Muséologie (trans) frontalière



Identités européennes, identités frontalières

Deux très grands historiens de la Grande Guerre, le Français Jean-Jacques Becker et l’Allemand Gerd Krumeich, introduisent leur histoire à quatre mains du conflit par ce constat : « La vision de la guerre chez les historiens allemands comme les historiens français est « spontanément nationale », elle ne permet guère de comprendre l’histoire de l’autre.» [1] Ce bilan d’une logique centripète peut être étendu à l’ensemble de l’héritage européen.

S’il fallait un exemple concret, l’évolution actuelle du label « patrimoine européen » serait emblématique. Chaque Etat, en vertu du sacro-saint principe de subsidiarité, est porteur des sites qu’il souhaite signaler. La France, à l’origine de l’initiative intergouvernementale du projet de label, a pris à cœur de valoriser par exemple l’Abbaye de Cluny pour son rayonnement intellectuel sur le continent.  Elle ne maille le label avec aucun satellite de l’ordre monastique en Europe, le fait sans lien avec la fédération européenne des sites clunisiens (qui, elle, les relie de son propre label) ni avec les routes culturelles mises en place par le Conseil de l’Europe. Superposition, juxtaposition et manque d’approfondissement de l’initiative contribuent à accroître les difficultés de lisibilité de l’action de l’Union pour une plus-value culturelle commune très faible. Il en est de même partout ailleurs ; chacun valorise sa part d’Europe dans une logique rampante, presque multiséculaire, de concours des influences entre Etats.

Tous ceux qui acceptent l’aventure de l’échange concret entre scientifiques et professionnels des pays européens pour produire œuvres, expositions et mises en valeur communes font le même constat d’une nécessaire relecture des héritages au regard de l’altérité des pays voisins. Les territoires frontaliers offrent espaces, temporalité et substrats historiques féconds pour cet échange. Comme le remarque très justement Pierre Nora : « Qui sait si le lieu de mémoire le plus naturel de l’Europe (par rapport notamment aux Etats-Unis) ne serait pas celui de « la frontière » ? »[2] C’est effectivement au bord des anciennes coupures territoriales que l’on trouve les plus anciens et les plus riches laboratoires d’échanges.

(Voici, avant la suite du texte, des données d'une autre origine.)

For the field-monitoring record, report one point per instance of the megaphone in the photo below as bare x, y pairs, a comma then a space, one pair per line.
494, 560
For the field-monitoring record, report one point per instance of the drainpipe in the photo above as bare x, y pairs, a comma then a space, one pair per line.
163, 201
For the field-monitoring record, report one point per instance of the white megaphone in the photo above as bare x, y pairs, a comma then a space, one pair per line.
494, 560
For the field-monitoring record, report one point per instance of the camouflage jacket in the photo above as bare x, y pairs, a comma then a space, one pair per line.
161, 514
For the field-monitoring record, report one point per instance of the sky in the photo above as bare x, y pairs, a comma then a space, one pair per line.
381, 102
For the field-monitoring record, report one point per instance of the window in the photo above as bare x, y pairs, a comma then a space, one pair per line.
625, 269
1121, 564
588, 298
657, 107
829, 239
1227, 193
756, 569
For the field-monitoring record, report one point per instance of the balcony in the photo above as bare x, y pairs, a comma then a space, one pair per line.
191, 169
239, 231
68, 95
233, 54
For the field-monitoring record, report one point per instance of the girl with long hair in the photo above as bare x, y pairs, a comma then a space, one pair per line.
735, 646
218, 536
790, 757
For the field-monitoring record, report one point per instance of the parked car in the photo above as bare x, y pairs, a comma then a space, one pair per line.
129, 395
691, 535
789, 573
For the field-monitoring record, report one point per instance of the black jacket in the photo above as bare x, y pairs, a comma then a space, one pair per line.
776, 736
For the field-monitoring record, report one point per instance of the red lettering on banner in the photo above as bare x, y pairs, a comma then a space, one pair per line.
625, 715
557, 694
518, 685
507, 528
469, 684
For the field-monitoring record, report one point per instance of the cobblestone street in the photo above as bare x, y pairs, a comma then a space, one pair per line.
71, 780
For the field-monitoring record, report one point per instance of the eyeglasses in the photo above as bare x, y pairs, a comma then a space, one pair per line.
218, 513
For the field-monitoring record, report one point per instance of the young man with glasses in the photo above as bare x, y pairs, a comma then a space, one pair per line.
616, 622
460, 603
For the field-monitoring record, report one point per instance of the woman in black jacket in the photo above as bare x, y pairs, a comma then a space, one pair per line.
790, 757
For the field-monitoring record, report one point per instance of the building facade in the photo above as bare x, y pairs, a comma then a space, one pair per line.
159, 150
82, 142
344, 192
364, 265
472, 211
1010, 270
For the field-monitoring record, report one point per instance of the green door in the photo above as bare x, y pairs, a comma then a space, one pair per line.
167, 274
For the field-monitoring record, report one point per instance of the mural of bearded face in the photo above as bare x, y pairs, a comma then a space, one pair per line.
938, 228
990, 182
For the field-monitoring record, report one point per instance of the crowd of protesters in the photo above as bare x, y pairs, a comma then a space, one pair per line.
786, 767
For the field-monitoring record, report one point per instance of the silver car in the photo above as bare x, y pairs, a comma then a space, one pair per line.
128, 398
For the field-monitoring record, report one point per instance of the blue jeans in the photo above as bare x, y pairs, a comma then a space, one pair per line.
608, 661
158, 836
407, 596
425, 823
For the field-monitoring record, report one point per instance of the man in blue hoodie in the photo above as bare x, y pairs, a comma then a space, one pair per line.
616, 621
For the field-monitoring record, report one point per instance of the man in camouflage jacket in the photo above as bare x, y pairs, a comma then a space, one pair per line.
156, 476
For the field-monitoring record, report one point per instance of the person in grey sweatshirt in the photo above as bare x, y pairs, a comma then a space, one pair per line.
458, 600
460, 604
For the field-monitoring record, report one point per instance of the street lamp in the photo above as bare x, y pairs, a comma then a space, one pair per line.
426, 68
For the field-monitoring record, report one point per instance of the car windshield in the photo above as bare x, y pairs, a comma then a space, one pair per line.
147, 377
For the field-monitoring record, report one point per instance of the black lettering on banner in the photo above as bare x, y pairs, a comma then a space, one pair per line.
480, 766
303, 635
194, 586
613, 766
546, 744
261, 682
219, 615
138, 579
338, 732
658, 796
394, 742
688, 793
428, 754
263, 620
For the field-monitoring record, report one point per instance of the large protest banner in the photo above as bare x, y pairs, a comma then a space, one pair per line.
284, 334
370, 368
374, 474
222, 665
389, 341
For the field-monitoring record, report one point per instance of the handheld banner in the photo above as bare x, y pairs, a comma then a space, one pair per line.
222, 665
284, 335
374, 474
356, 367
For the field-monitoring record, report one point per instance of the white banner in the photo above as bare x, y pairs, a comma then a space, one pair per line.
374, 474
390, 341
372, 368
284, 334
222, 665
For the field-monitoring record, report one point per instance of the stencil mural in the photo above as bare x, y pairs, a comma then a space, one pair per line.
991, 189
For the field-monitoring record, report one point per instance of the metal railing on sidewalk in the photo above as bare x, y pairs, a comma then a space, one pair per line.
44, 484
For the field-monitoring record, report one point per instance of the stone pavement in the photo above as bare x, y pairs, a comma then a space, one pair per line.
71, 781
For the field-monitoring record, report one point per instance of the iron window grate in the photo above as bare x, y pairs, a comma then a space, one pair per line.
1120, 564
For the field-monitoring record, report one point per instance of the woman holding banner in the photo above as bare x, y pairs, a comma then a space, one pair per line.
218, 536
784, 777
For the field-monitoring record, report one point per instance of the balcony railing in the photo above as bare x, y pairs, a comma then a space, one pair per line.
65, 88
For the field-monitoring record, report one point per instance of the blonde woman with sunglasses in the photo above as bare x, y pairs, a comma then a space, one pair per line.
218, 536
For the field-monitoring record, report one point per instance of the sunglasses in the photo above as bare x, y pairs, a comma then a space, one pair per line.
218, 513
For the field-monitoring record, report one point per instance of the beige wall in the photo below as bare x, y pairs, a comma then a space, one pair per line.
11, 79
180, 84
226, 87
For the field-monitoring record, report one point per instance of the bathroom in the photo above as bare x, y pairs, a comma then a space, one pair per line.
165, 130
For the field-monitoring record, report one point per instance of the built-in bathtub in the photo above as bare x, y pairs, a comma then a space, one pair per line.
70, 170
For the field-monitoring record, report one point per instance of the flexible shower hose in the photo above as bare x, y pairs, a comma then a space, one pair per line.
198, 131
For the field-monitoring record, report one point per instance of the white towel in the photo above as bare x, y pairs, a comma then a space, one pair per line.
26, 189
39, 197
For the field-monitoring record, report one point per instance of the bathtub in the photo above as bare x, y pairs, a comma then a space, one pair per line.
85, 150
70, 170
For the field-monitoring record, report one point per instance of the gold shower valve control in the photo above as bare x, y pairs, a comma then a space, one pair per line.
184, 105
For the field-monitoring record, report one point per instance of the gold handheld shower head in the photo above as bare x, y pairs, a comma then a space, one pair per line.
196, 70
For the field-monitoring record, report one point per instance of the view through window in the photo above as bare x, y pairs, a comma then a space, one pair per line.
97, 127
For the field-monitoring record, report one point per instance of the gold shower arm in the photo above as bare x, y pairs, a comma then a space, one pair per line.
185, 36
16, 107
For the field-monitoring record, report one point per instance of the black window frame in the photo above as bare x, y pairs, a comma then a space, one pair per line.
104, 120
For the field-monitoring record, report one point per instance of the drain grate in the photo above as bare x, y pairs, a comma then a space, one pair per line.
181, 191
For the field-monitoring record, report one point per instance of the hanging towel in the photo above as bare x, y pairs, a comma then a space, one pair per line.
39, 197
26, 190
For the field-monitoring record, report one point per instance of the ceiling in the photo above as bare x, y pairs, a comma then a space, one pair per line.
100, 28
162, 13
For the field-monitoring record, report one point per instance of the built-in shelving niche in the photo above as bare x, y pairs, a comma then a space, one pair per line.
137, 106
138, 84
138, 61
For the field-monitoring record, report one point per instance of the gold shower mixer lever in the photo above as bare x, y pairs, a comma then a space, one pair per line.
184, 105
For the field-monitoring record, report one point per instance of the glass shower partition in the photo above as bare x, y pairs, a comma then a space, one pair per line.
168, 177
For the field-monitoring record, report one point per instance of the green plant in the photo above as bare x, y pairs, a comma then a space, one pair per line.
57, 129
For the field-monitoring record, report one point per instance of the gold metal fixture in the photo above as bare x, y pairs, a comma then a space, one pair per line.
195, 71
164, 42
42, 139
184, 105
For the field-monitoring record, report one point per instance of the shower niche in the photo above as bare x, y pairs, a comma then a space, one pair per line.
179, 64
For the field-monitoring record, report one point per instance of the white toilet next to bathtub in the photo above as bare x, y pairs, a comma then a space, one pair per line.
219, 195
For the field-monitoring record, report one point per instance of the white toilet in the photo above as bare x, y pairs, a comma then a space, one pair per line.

Muséologie (trans)frontalière ?
Les confins brassent les mythes fondateurs de l’Etat-nation avec ceux de la communauté culturelle européenne. L’Union l’a compris en intégrant de plus en plus fortement la logique culturelle au sein des programmes Interreg, permettant ainsi le développement d’initiatives de plus en plus nombreuses et variées.

L’utilisation de la parenthèse pour isoler le préfixe « trans » initiée par Angeliki Koukoutsaki-Monnier dans un récent ouvrage visant à explorer les constructions identitaires des territoires transfrontaliers exprime le difficile passage de l’identité frontalière à une éventuelle identité transfrontalière. Elle traduit sans doute mieux le nécessaire réalisme qui conduit aujourd’hui les projets d’échange nés des utopies « sans frontières » de l’après Schengen. Leurs promoteurs connaissent bien la difficulté des citoyens à franchir les frontières, leur conscience européenne parfois paradoxale et en tout cas très ignorante de la culture du voisin. Si le dialogue entre responsables culturels est riche et porteur, la logique institutionnelle  reste encore très fortement centripète, freinant bien des projets, décourageant bien des initiatives.

Ce centre de ressources qui implique les étudiants de la spécialité muséologie du master MECADOC a pour objectif de recenser de manière empirique  les initiatives de valorisation patrimoniale frontalière ou (trans)frontalière et d’en montrer la grande richesse. Les européens sont au moins pour l’essentiel d’accord sur la place de jalon qu’occupent monuments historiques et musées dans leur sentiment d’appartenance commune.
Ce projet participe, dans ce sens, à la formation et à l’ouverture de futurs professionnels du domaine du patrimoine culturel. 

Benoit BRUANT



[1] Becker Jean-jacques, Krumeich Gerd, La Grande Guerre, une histoire franco-allemande, Tallandier, Paris 2008, p. 11.
[2] Nora, Pierre, Y a-t-il des lieux de mémoire européens ? In Présent, Nation, mémoire, Gallimard, Paris, 2011, p.386.